The subpeaks in the Kratky plots involve many correlations. Assigning them should be in conjunction with I(q) analysis at lower q to higher q and P(r) analysis at smaller r to longer r to be self-consistent. Such an analysis would be more feasible for a monodispersed sample (impurity-free or aggregate-free) and for SAXS data with a higher S/N ratio. Even if the mixture contains unavoidable large impurities, such as aggregates, the SAXS of the large particles decays steeply and is less prominent in the higher q region, in which Kratky analysis is preferred, and extracts information from such limited data. Even if the preliminary data are noisy, the Kratky peak is useful for deducing structural changes, which can serve as a working hypothesis for further research.

Interestingly, this q₃ peak is shared by IgG1, IgG2, and IgG4 and is less pronounced upon heat-induced aggregation (IgG1) [17] or acid-induced aggregation (IgG2 and IgG4) [15]. The long-range conformational changes identified in this study are the initial common events that precede the aggregation of various mAbs under a wide variety of stresses. The q₃ peak in the Kratky plot can be used as a good indicator of the native-like, long-range-ordered structure or the dynamics of mAbs.

3. Materials and Methods

3.1. SAXS Computation

The following SAXS calculation is called “C_α-based” computation in this manuscript. The measure of the distance between selected pairs of IgG1 C_α coordinates (PDB ID:1HZH) provides the number of pairs of points separated by a distance, r, termed n(r). n(r) is proportional to the distance distribution function P(r) of the SAS object and is therefore regarded as P(r). Scattering I(q) was calculated using the Fourier transform of P(r), as shown in Equation (2):

$$I(q)=4\pi {\displaystyle {\int }_0^{D_{\max }}P(r)\frac{\sin (qr)}{qr}}dr$$

(2)

where q is defined as q = |q| = 4πsinθ/λ, q is the scattering vector, 2θ is the scattering angle, and λ is the wavelength of the X-ray or neutron. n(r), P(r), and I(q) were processed using an in-house program [22] in IGOR Pro version 6.22A (WaveMetrics, Portland, OR, USA).

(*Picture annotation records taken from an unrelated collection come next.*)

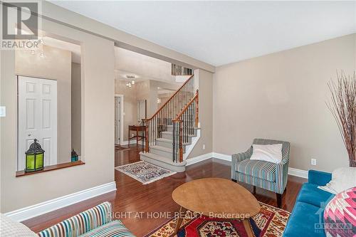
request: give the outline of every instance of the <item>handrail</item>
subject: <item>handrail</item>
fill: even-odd
[[[177,117],[175,119],[172,120],[172,121],[174,121],[174,122],[182,121],[181,120],[182,115],[183,115],[183,114],[186,112],[186,110],[188,110],[190,105],[192,105],[192,103],[193,102],[194,102],[194,100],[197,100],[197,98],[198,97],[199,97],[199,90],[197,90],[197,93],[195,93],[195,95],[192,98],[192,100],[190,100],[190,101],[187,104],[187,105],[185,105],[185,107],[183,108],[183,110],[182,110],[182,112],[179,112],[179,114],[178,115],[177,115]]]
[[[189,135],[194,135],[199,125],[199,90],[172,120],[173,125],[173,162],[183,162],[183,144],[190,142]]]
[[[194,97],[194,75],[192,75],[182,85],[178,90],[167,100],[150,118],[143,119],[147,127],[145,134],[145,152],[150,152],[150,146],[157,143],[162,137],[162,132],[167,132],[168,126],[172,125],[172,120],[185,108],[192,98]]]
[[[148,120],[152,120],[155,116],[156,116],[159,111],[163,109],[163,107],[171,100],[171,99],[174,97],[179,91],[189,81],[189,80],[194,76],[194,75],[192,75],[187,80],[183,83],[183,85],[181,85],[181,87],[173,94],[163,104],[159,109],[158,109],[156,112],[150,117],[150,118],[147,118],[147,119],[143,119],[142,120],[148,121]]]

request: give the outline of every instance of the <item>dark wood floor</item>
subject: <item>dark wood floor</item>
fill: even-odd
[[[135,162],[140,160],[139,149],[135,147],[129,150],[115,151],[115,167]],[[85,201],[56,210],[23,221],[33,231],[38,232],[67,218],[90,209],[103,201],[110,201],[116,218],[123,223],[137,236],[143,236],[152,229],[165,222],[179,206],[172,200],[173,190],[184,182],[204,177],[221,177],[231,179],[230,163],[217,159],[211,159],[187,167],[184,173],[178,173],[150,184],[140,182],[115,171],[117,190]],[[287,191],[283,194],[283,209],[290,211],[295,202],[296,196],[301,184],[306,179],[290,176]],[[243,184],[248,190],[252,186]],[[217,190],[216,191],[219,191]],[[258,200],[276,206],[276,194],[268,191],[256,189],[255,195]],[[239,204],[236,200],[236,205]],[[150,218],[158,213],[165,215],[162,218]],[[125,215],[126,214],[126,216]],[[135,216],[136,215],[136,216]]]

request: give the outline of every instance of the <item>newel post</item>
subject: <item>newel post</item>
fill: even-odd
[[[198,127],[198,124],[199,122],[199,90],[197,90],[197,98],[195,99],[197,106],[196,107],[196,111],[195,111],[195,127]]]
[[[148,139],[148,125],[147,125],[147,119],[142,119],[143,125],[145,127],[145,152],[150,152],[150,141]]]

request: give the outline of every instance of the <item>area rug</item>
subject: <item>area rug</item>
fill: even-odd
[[[236,200],[234,205],[239,205]],[[250,218],[250,224],[256,237],[282,236],[290,214],[260,202],[260,212]],[[194,216],[190,211],[186,212],[181,228],[175,235],[177,219],[172,218],[156,228],[145,237],[246,237],[244,226],[239,219],[209,218]]]
[[[147,184],[176,174],[176,172],[161,168],[144,161],[122,165],[115,169],[140,181],[143,184]]]

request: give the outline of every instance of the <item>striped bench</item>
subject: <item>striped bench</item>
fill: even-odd
[[[40,237],[135,237],[119,220],[112,220],[108,201],[38,233]]]

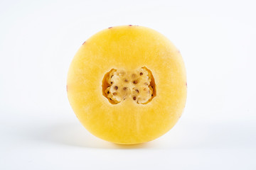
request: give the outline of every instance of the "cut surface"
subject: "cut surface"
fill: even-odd
[[[113,104],[127,98],[138,104],[147,103],[156,94],[154,77],[147,70],[145,67],[131,72],[111,69],[102,81],[103,95]]]
[[[185,107],[186,84],[181,55],[166,38],[124,26],[86,40],[70,64],[67,90],[76,116],[91,133],[136,144],[163,135],[176,123]]]

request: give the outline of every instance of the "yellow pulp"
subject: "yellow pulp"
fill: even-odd
[[[106,74],[144,67],[154,79],[151,100],[145,104],[132,98],[110,102],[102,93]],[[119,144],[145,142],[168,132],[181,115],[186,98],[185,66],[178,50],[159,33],[142,26],[112,27],[79,49],[68,71],[67,91],[78,118],[95,136]]]

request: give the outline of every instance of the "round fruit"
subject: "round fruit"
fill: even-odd
[[[70,64],[70,105],[93,135],[118,144],[153,140],[185,107],[186,78],[179,51],[142,26],[111,27],[83,43]]]

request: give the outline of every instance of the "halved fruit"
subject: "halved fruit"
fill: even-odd
[[[93,135],[118,144],[153,140],[177,122],[186,98],[179,51],[145,27],[103,30],[83,43],[70,64],[70,103]]]

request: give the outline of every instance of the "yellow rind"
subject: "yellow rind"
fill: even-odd
[[[112,69],[142,67],[154,77],[156,96],[145,105],[113,105],[102,81]],[[118,144],[154,140],[168,132],[185,107],[186,77],[181,55],[159,33],[142,26],[117,26],[95,34],[79,49],[68,75],[68,96],[81,123],[93,135]]]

Each domain of IgG1 was assigned according to “Family & Domains” information in UniProt (https://www.uniprot.org (accessed on 25 July 2023)) after sequence alignments. The UniProt IDs used were P01857 (C_H1), P01857 (C_H2), P01857 (C_H3), P0CG04 (C_L), P01825 (V_H), and P01703 (V_L). Linker regions were not included in the I(q) calculation.

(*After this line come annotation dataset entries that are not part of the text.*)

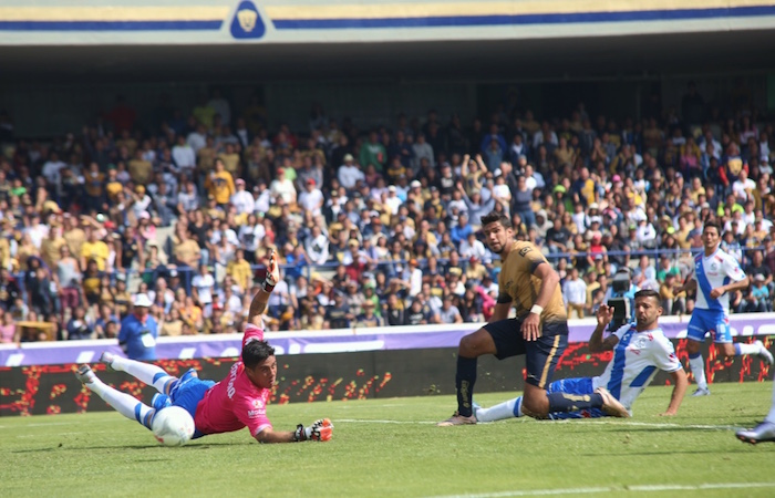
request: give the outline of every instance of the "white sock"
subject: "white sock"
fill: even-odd
[[[769,407],[769,413],[767,414],[767,417],[764,419],[764,422],[775,424],[775,383],[773,383],[773,405]]]
[[[155,413],[151,406],[141,403],[134,396],[111,387],[99,378],[84,385],[126,418],[137,421],[141,425],[151,428],[151,419]]]
[[[702,354],[696,357],[689,359],[689,366],[692,367],[694,381],[698,383],[698,388],[706,390],[707,382],[705,381],[705,362],[702,360]]]
[[[490,406],[489,408],[479,408],[476,411],[476,419],[478,422],[495,422],[504,418],[514,418],[524,416],[521,412],[523,397],[515,397],[507,402]]]
[[[169,375],[156,365],[126,357],[116,356],[113,363],[111,363],[111,366],[113,370],[126,372],[133,377],[154,386],[154,388],[162,394],[169,394],[169,385],[177,380],[177,377]]]
[[[737,353],[737,356],[743,356],[746,354],[758,354],[760,349],[758,344],[753,343],[753,344],[745,344],[743,342],[738,342],[735,344],[735,353]]]

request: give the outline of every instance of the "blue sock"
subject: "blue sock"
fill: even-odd
[[[455,390],[457,391],[457,413],[464,417],[474,414],[473,397],[476,383],[476,359],[457,356]]]

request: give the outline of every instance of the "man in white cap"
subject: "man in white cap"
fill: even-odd
[[[158,324],[148,314],[151,299],[147,294],[135,295],[132,313],[121,322],[118,345],[132,360],[156,360],[156,338]]]
[[[339,183],[347,188],[348,190],[352,190],[355,187],[355,184],[358,180],[364,180],[365,175],[361,170],[360,167],[355,164],[355,158],[352,157],[352,154],[345,154],[344,155],[344,164],[339,167],[337,170],[337,178],[339,178]]]
[[[249,215],[256,209],[256,200],[252,195],[245,189],[245,180],[237,178],[234,183],[237,191],[231,196],[230,203],[237,208],[238,215]]]

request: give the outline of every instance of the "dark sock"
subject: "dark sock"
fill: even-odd
[[[457,413],[464,417],[474,414],[472,406],[476,383],[476,359],[457,356],[455,390],[457,391]]]
[[[602,407],[602,396],[599,394],[548,394],[549,413],[578,412],[579,409]]]

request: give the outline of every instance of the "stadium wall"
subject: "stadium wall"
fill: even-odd
[[[764,0],[58,0],[0,3],[0,44],[547,39],[775,27]]]
[[[760,339],[771,347],[775,335],[774,325],[769,324],[773,314],[747,315],[751,317],[758,320],[743,324],[741,315],[733,317],[735,320],[732,329],[737,341],[751,343]],[[610,352],[589,352],[587,339],[592,326],[590,322],[575,321],[570,344],[558,362],[555,378],[597,375],[611,360]],[[679,359],[686,365],[686,340],[682,339],[685,336],[685,319],[682,322],[683,329],[672,322],[674,320],[671,318],[665,319],[664,329],[672,336]],[[268,333],[268,340],[278,349],[278,385],[272,403],[454,394],[455,345],[462,335],[475,326],[467,324],[454,330],[447,329],[446,332],[427,332],[422,340],[406,328],[392,328],[404,329],[393,334],[386,333],[389,331],[368,333],[365,330],[339,331],[340,335],[321,335],[321,332],[307,336]],[[416,328],[413,329],[416,331]],[[239,336],[232,335],[238,347]],[[348,341],[353,338],[358,339]],[[166,340],[162,338],[162,341]],[[189,345],[193,343],[189,342]],[[75,360],[71,360],[74,352],[68,351],[73,345],[59,343],[55,344],[61,352],[58,363],[25,366],[8,366],[8,361],[2,363],[6,366],[0,367],[0,416],[108,409],[105,403],[84,390],[73,375],[79,363],[92,363],[106,383],[146,402],[151,400],[153,388],[123,373],[107,372],[104,365],[95,363],[101,349],[117,351],[114,341],[83,341],[79,344],[83,347],[78,350]],[[220,343],[215,350],[227,344],[228,342]],[[173,375],[196,369],[203,378],[220,380],[226,376],[238,353],[234,345],[227,347],[223,351],[223,357],[194,357],[198,350],[188,347],[184,351],[184,356],[161,360],[156,364]],[[710,343],[703,347],[703,357],[710,382],[762,382],[771,377],[769,367],[761,360],[744,356],[726,361]],[[20,361],[18,356],[12,360]],[[524,376],[523,357],[503,362],[492,356],[482,357],[478,362],[476,390],[521,391]],[[669,376],[660,373],[654,384],[665,384],[668,381]]]

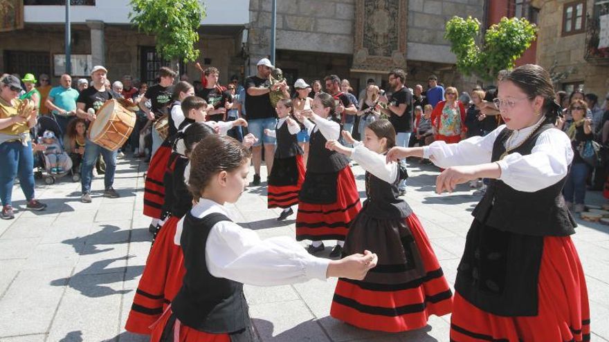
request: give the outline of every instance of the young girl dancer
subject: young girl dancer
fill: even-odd
[[[427,325],[432,315],[451,312],[452,293],[417,216],[399,198],[398,184],[408,177],[383,155],[395,146],[395,130],[381,120],[365,128],[363,142],[343,131],[349,149],[336,140],[326,144],[366,170],[363,208],[347,234],[343,253],[370,249],[379,263],[363,281],[338,279],[330,315],[371,330],[398,332]]]
[[[146,260],[125,327],[131,332],[150,334],[150,325],[158,319],[182,285],[183,257],[179,246],[174,243],[174,235],[178,221],[192,207],[192,196],[184,182],[184,170],[194,145],[214,134],[203,122],[185,126],[176,135],[175,151],[164,178],[163,210],[169,211],[168,216]]]
[[[585,278],[570,237],[576,225],[561,194],[573,150],[554,125],[552,82],[533,64],[499,79],[494,102],[505,125],[458,144],[393,149],[387,160],[428,157],[446,168],[438,193],[491,178],[457,268],[451,341],[590,341]]]
[[[300,131],[298,122],[292,118],[292,101],[282,99],[275,107],[279,121],[275,129],[265,129],[264,134],[277,139],[273,169],[269,175],[269,208],[283,208],[277,218],[282,221],[294,213],[292,206],[298,204],[298,191],[304,181],[302,149],[296,134]]]
[[[179,107],[179,102],[193,93],[192,86],[186,82],[180,82],[176,84],[174,88],[172,104],[172,112],[176,107]],[[172,139],[174,135],[175,129],[174,121],[170,116],[170,135],[163,142],[161,146],[152,156],[148,167],[148,173],[146,174],[146,180],[144,182],[144,215],[152,218],[150,222],[149,231],[154,234],[157,229],[157,225],[161,219],[161,211],[165,197],[165,186],[163,178],[167,168],[170,155],[172,153]],[[172,134],[174,133],[174,134]]]
[[[311,147],[298,196],[296,240],[311,240],[308,250],[314,254],[324,250],[322,240],[336,239],[331,257],[340,255],[351,221],[361,209],[349,160],[325,147],[326,141],[340,135],[334,108],[334,97],[320,93],[313,100],[312,111],[297,115],[309,131]]]
[[[345,276],[361,279],[376,265],[370,251],[339,260],[309,255],[284,237],[261,240],[228,218],[247,185],[251,152],[237,140],[211,135],[191,153],[188,184],[197,204],[178,224],[183,284],[153,327],[151,341],[255,340],[243,284],[276,285]]]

This study focused on extracting the inter-domain correlations, for which “C_α-based” calculation based on Equations (1) and (2) is straightforward. The CRYSOL program [25] outputs I(q), which involves both the intradomain and the inter-domain correlations, and thus does not intend to address the decomposition of these contributions.

3.2. SAXS Data Collection

Experimental SAXS data for humanized immunoglobulin G1 (IgG1) (148 kDa), termed mAb-A, were collected using the BL-10C beamline at the Photon Factory of the High Energy Accelerator Research Organization (KEK) in Tsukuba, Japan [27]. The data of Figure 1a were obtained from Figure 1b in the literature [10]. The mAb-A sequence was almost identical to that of the representative IgG1 model (PDB ID:1HZH), except for the V_H and V_L sequences.